Wood aimed to tell the story of England as seen from the perspective of the common man, not simply the usual list of kings and queens and dates, which can feel sterile and separate from the reality of actual life. He chose Kibworth in Leciestershire because it is so well represented in various written archives: by fluke, a collection of three hamlets happen to be recorded in all manner of old documents giving a unique insight into the life and times of families 500 and more years ago. The paperwork was kept safe in an Oxford College archive, stashed within the library's stone walls where fire couldn't threaten this collection of revealing details about daily life.
Kibworth is also geographically slap-bang in the middle of the country, and was thus affected by almost every major turning point in British history, be it invaders from the south, east or north, or plague and pestilence. In many ways Kibworth could be `any village', and it serves extremely well to represent the typical development of English society over two millennium and more. Although Kibworth forms the centrepiece of the programmes, Wood wanders further afield as well, and as required to demonstrate any significant points of history where the Kibworth records have a gap in them. This is a mature investigation, not one hide-bound by nonsensical TV formalities...

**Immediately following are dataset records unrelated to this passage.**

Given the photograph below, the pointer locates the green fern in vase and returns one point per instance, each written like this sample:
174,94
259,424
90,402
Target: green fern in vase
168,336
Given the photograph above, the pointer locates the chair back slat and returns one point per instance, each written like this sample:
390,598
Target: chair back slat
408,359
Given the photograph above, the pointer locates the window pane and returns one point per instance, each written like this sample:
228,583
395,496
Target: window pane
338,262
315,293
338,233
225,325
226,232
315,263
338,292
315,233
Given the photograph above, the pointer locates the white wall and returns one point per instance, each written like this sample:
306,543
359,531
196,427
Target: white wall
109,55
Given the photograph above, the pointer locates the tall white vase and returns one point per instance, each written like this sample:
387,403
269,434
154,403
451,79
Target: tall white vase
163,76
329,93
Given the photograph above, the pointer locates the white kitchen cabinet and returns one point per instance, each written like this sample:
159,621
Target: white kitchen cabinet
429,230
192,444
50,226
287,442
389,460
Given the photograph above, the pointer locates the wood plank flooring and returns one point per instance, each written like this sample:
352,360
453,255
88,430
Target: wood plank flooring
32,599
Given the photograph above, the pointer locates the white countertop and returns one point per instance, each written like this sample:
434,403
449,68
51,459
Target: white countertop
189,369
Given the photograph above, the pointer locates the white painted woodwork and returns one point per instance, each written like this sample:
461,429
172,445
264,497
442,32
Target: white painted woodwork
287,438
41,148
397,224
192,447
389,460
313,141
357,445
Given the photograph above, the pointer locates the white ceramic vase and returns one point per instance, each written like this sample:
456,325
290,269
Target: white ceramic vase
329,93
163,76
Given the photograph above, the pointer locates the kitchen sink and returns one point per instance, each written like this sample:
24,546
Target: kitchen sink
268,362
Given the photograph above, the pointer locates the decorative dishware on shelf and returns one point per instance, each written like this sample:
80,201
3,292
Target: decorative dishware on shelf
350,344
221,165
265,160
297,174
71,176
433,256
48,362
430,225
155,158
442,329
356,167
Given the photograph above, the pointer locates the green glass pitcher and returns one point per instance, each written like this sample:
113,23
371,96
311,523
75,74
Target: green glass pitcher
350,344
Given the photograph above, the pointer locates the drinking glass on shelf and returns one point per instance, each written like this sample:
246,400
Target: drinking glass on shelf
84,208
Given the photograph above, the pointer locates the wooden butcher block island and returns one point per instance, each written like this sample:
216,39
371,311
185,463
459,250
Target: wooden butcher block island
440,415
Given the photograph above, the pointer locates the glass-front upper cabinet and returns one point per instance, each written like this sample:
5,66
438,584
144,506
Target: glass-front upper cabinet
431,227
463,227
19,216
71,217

The series involved an enormous commitment from the production team and took many months to research and film. The result is not only rewarding in depth as well as breadth, but also an intriguing reflection of a modern village throughout an average year. Part of what makes each programme very rewarding to watch is the involvement and enthusiasm of the local people, who played an enormous part in this project. They dug some 50 or 60 archaeological pits, supervised by historians and experts (including Carenza Lewis; always nice to see her on camera!), and found all manner of artefacts from pre-historic through Roman and Anglo-Saxon periods, past the Middle Ages and up to the late Georgian. One of the interesting on-camera experts was a bike-riding dude who knew his pot sherds backwards; someone would show him a fragment of battered ceramic and he could almost say whose workshop it had come from, 1500 years ago!
The series is divided into six periods from Romans to Normans; Domesday to Magna Carta; Great Famine and Black Death; Peasant's Revolt to Tudors, and then through the Industrial Revolution and two Word Wars. So we experience life in village England as revealed by the Roman villa and Norman castle, or the activities of viking settlers (including how place-names evolved from their language); from the effects of the 100 years war to the beginning of an education system and how it affected locals, all the way past the suffragettes, and Luftwaffe bombing in WW2.

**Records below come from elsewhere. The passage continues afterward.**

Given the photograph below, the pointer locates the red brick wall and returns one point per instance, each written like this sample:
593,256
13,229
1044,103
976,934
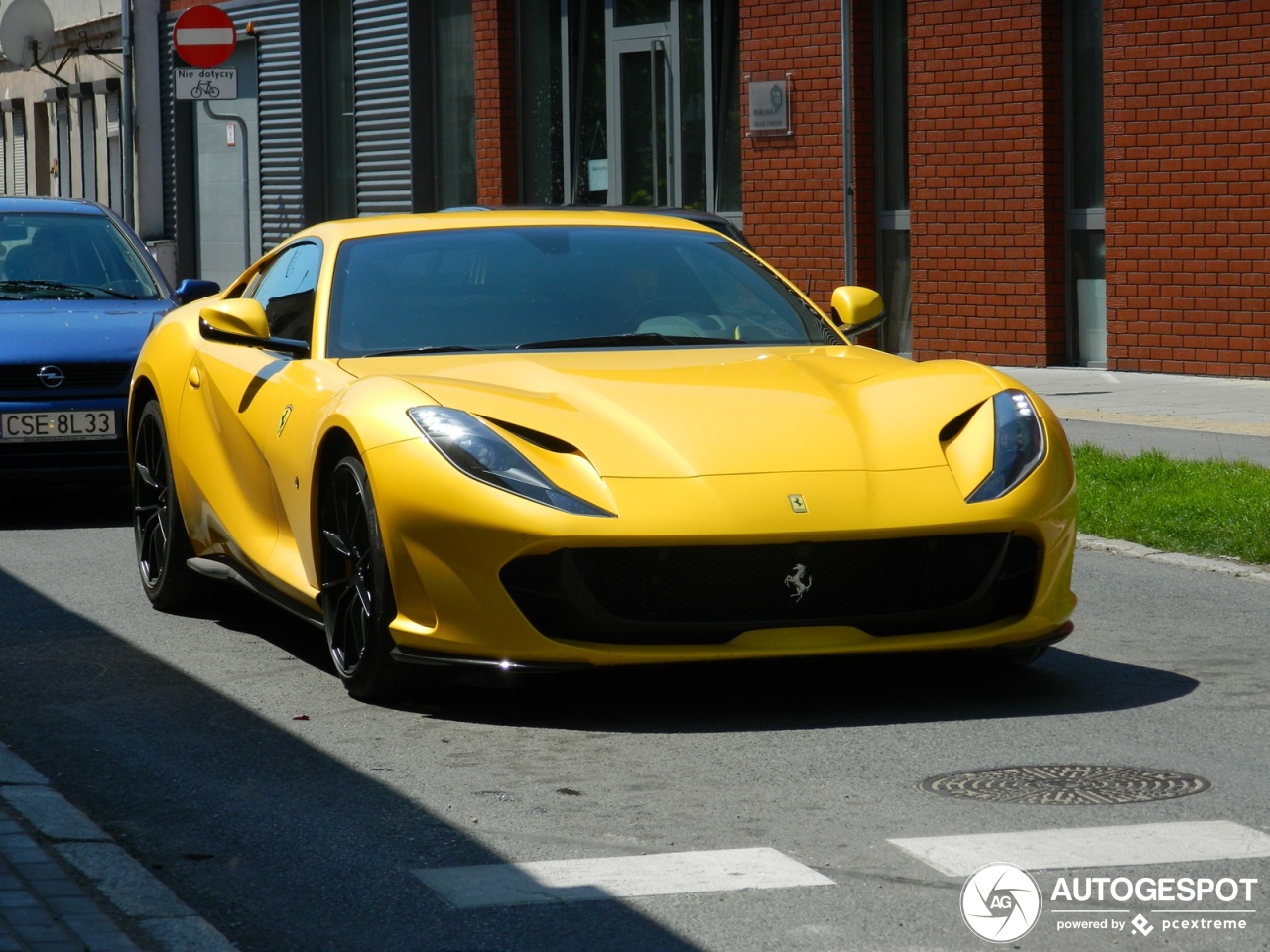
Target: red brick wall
793,191
985,180
1188,135
497,151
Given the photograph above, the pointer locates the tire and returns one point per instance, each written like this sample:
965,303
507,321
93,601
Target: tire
159,530
356,590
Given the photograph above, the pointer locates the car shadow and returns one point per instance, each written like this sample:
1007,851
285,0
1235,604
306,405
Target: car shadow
276,843
818,693
64,504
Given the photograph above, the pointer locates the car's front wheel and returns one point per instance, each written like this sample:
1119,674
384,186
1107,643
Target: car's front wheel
356,590
163,544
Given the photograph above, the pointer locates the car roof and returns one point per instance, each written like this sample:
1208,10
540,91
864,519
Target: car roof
45,203
368,226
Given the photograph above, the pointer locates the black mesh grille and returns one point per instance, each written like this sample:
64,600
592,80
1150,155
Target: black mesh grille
712,593
79,376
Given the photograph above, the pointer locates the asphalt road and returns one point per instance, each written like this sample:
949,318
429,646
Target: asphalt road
222,753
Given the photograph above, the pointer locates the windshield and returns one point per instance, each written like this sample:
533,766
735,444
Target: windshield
79,257
559,287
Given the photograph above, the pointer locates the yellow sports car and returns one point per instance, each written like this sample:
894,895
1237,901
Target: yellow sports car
558,439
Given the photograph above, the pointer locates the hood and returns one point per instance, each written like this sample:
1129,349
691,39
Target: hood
46,330
711,412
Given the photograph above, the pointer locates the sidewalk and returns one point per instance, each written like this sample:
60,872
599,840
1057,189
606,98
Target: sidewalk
66,887
1191,417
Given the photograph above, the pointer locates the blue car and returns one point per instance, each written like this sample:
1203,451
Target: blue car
79,293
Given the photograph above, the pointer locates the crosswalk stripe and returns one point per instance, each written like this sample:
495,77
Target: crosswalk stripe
613,878
1089,847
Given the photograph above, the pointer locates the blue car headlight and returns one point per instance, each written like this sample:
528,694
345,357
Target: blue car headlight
1020,444
476,449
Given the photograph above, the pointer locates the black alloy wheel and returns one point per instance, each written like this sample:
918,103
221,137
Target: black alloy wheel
163,544
356,590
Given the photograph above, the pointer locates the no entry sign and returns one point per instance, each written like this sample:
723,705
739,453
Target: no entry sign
203,36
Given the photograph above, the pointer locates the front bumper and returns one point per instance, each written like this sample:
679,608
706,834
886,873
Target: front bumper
449,544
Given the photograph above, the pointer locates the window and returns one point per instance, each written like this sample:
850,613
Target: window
286,287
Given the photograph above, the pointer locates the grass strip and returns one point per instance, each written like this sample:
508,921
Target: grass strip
1206,508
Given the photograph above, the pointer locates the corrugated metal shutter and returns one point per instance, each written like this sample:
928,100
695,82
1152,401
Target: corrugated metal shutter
281,154
381,94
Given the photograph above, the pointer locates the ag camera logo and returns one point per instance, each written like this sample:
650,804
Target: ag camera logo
1001,902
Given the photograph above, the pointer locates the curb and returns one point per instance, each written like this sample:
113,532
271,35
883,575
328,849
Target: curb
79,843
1222,566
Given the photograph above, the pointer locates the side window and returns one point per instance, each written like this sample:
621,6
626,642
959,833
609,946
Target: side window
286,289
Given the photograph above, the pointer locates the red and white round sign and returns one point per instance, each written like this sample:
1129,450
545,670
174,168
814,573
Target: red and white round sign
203,36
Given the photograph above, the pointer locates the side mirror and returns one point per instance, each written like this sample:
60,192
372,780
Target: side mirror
194,290
856,309
241,320
239,316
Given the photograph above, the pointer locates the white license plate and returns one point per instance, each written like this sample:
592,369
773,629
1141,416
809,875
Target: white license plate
53,425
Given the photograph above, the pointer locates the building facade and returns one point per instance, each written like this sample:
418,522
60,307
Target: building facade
1032,182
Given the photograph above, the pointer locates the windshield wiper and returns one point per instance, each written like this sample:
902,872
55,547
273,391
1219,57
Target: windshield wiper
432,349
621,340
86,291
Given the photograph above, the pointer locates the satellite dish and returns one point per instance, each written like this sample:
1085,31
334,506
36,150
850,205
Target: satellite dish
27,32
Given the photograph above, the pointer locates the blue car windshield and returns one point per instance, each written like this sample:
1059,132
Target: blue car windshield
559,287
66,255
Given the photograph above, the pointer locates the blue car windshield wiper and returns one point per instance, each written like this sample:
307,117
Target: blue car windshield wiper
85,291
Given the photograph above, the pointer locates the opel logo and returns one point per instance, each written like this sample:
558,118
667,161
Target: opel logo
51,376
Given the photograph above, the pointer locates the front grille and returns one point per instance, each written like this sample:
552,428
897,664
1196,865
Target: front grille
112,377
708,594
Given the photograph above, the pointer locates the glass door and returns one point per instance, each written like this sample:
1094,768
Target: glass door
643,130
625,103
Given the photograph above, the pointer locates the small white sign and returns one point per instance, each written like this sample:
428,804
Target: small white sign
770,108
204,84
597,175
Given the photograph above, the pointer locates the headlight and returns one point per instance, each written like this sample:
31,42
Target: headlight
477,451
1019,448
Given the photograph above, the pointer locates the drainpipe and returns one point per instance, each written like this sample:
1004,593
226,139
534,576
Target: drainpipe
848,189
127,119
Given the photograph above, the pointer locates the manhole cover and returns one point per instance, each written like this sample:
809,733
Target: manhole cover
1067,784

High points for me included the Gar Tree, a local gathering / speaking point. Also, some of the best moments come when Wood examines actual documents from hundreds of years ago, poring over crumbling, yellowed pages, using his handy magnifying glass and translating from old English, rejoicing when a familiar family name pulls the thread of a story together. Proper historical research - as it occurs, on camera!
Low points? Hardly any... although I suspected that the `discovery' of a Norman `castle' at Kibworth was maybe a little more wishful thinking than an actual reality.
The filming is more intimate and relaxed than in a typical history series; Wood narrates each segments and does a goodly number of turns to camera while bounding around the landscape (wearing his trademark blue scarf, we noted), but his is far from the only voice we hear. Actually, some of the vox pop interviews get a bit repetitive, as does the footage of local folk in the pub. However, when local villagers speak the recorded words of their predecessors, it brings a very personal touch to details of what work they owed their landlord, or how many people they'd laid to rest in a period of plague. There are some extremely poignant, human moments.
I've just one big gripe about the DVD release: it could have been so much longer than just the original six 60 minute programmes. There must be tonnes of unused footage, and it would have been ideal to re-edit the episodes to give greater detail - or simply create a couple of extra bonus programmes for us enthusiasts.
The nature of the filming is rather more restrained than on, say, Michael Wood's Indian history series. It's less flamboyant and a little humdrum at times. However, the English countryside still provides some breath-taking moments, admirably captured by the crew.
If you ever felt really frustrated that Time Team only touches the tip of the iceberg (and that most TV archaeology progs end just as they start to get interesting), then the Story of England should prove thoroughly rewarding. I've enjoyed every episode and my understanding of how English culture and customs has grown considerably.